オースは不安を感じながらも、その原因が何なのか分からず、彼女に少しでも近づくことで何か異変が起こっても見逃さないように心掛けた。
通りは人で賑わっており、ほとんどが町の中心広場を目指していた。
広場の祭典会場から出発し、飾られたヌノンの花灯りをたどり、山へと続く坂道を進むと、山腹にある展望台にたどり着き、夜空に舞うヌノンの花びらを眺める――これはオースが町の住民から聞いていた、ヌノン祭りの定番ルートだった。
だが今、オースとエナは人の流れに逆らって歩いていた。
エナはオースの腕を取って、さらに先へ急ごうとしていたが、彼女の足は震えており、歩くのもままならなかった。
「……エナ様、背負いますよ。」
ついにオースは言葉を飲み込めず、彼女の焦りを感じ取ったが、彼女の体がますます弱っていくのを見逃すことはできなかった。
彼はエナの前に立ち、片膝をついて、彼女が自分の背に乗るよう示した。
「大丈夫です、オースさん。まだ……まだ歩けます。」
「あなたの言葉を信じたい気持ちはありますが、私の目は嘘をつけません。さあ、乗ってください、エナ様。」
少しのためらいの後、エナは硬直した体をようやく動かし、オースの背中に身を預けた――しかし、オースが彼女を背負って立ち上がったとき、まるで人形のように軽く、彼女の体重をほとんど感じなかった。
遠くの展望台からは花火が上がっていた。
ヌノンの花びらで薄白く染まった夜空に、七色の花火が形を変えながら咲いていたが、その音はエナの耳にはぼんやりとした雑音にしか聞こえなかった。
彼らが目指しているのは、町外れにある草原だ。
ヌノンの花が咲く時期になると、数多くの蛍がアンメンの周辺の森や草地に集まり、エナが今向かっている草原は、かつて彼女の父と母が永遠の愛を誓い合った場所だった。
町の西門を抜けると、彼らは石畳の小道をゆっくりと進んだ。
平坦な石畳の道は、町に面した草原の斜面へと続いており、その頂上には巨大なルノンの木が生えていた。

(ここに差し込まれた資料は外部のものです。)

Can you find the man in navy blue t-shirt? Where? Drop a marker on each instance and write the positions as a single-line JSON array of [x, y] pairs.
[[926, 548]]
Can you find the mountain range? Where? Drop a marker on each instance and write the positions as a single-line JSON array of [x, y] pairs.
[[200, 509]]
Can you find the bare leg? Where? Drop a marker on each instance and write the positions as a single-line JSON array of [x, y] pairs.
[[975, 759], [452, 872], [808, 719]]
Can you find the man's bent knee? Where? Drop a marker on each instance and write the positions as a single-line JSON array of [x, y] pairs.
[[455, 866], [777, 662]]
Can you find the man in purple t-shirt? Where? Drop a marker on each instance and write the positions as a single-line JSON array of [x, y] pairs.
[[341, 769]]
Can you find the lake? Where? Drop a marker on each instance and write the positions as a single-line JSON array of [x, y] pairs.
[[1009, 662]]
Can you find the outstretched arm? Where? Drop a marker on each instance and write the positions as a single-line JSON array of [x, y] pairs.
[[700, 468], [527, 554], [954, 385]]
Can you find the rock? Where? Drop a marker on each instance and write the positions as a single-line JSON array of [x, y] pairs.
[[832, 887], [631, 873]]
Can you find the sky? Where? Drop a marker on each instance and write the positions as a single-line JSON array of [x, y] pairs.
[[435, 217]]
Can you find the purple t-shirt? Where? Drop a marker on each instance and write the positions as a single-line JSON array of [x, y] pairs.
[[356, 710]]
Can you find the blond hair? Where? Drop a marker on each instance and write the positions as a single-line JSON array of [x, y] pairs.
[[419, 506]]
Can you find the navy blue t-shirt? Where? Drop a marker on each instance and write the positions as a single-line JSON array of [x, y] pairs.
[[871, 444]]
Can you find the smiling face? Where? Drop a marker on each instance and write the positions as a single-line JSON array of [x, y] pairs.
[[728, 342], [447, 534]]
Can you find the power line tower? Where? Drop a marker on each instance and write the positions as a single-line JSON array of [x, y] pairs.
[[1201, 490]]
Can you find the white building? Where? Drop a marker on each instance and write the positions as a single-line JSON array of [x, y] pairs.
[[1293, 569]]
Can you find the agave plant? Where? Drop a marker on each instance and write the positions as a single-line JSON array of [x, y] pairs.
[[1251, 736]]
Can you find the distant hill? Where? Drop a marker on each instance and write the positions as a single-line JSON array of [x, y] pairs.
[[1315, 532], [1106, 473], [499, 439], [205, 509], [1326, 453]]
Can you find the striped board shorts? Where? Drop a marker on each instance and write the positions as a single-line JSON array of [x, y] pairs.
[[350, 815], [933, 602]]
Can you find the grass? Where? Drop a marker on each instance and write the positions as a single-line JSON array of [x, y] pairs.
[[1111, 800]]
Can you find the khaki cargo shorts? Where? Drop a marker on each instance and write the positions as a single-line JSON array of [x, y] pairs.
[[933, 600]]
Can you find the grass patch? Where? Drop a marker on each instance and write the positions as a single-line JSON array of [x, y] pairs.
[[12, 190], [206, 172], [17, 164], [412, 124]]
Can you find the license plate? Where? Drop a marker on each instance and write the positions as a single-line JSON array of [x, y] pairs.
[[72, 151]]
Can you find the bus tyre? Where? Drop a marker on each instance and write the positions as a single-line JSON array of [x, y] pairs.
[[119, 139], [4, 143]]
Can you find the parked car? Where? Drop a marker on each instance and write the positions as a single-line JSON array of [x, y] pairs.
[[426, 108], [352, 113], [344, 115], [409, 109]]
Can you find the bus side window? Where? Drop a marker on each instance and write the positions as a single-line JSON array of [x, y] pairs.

夜風に揺られ、その木の花びらは風に乗り、遠くの夜空へと飛んでいった。
漂う花びらの群れは、絶え間なく流れる魔力流の風に乗って動き続け、さらに多くの花びらが山間の木々から吹き上げられ、空一面に広がり、夜空を明るく照らしていた。
「オースさん。やっと静かになりましたね。」
エナは体に力が入らないのを感じながら、目の前の男性の細くて強い肩に顔を寄せた。
冷え切っていた彼女の体が少し温かくなったようだった。
「こんなに静かな場所なら、私が囁くだけでも……あなたにはちゃんと届くでしょう?」
「ええ、エナ様。」
「よかった……私は……やっと、あなたにもう少し近づけましたね。」
「……」
オースはただ沈黙し、うつむきながら歩き続けた。
エナは彼の背中に顔を埋め、意識が薄れていくように呟きながら、まるで彼を離したくないかのように、彼の肩に巻いた腕をさらに強く締めた。
「何年も待って、ようやくこの瞬間を迎えられた……」
「覚えていますか? あの草原であなたに花冠を編んだ、あの小さな女の子を……」
「ずっと、あなたが町を救った姿を慕って、あなたの生きる信念を胸に抱いて、今日までずっと……」
「あなたは、今も昔も、信頼できる人で変わらない。そして、あなたの目がずっと見つめ続けている『何か』も……ずっとあなたの視線に焼き付いている。」
「私は、あなたのその執着が好きです……でも、その視線を奪い続けている『存在』が、私を嫉妬させます……だって、それのせいで、私はあなたの心に辿り着けないのですから……」
背後から聞こえる少女の咳がか細くなり、彼女の体はまるで風邪を引いたかのように震えていた。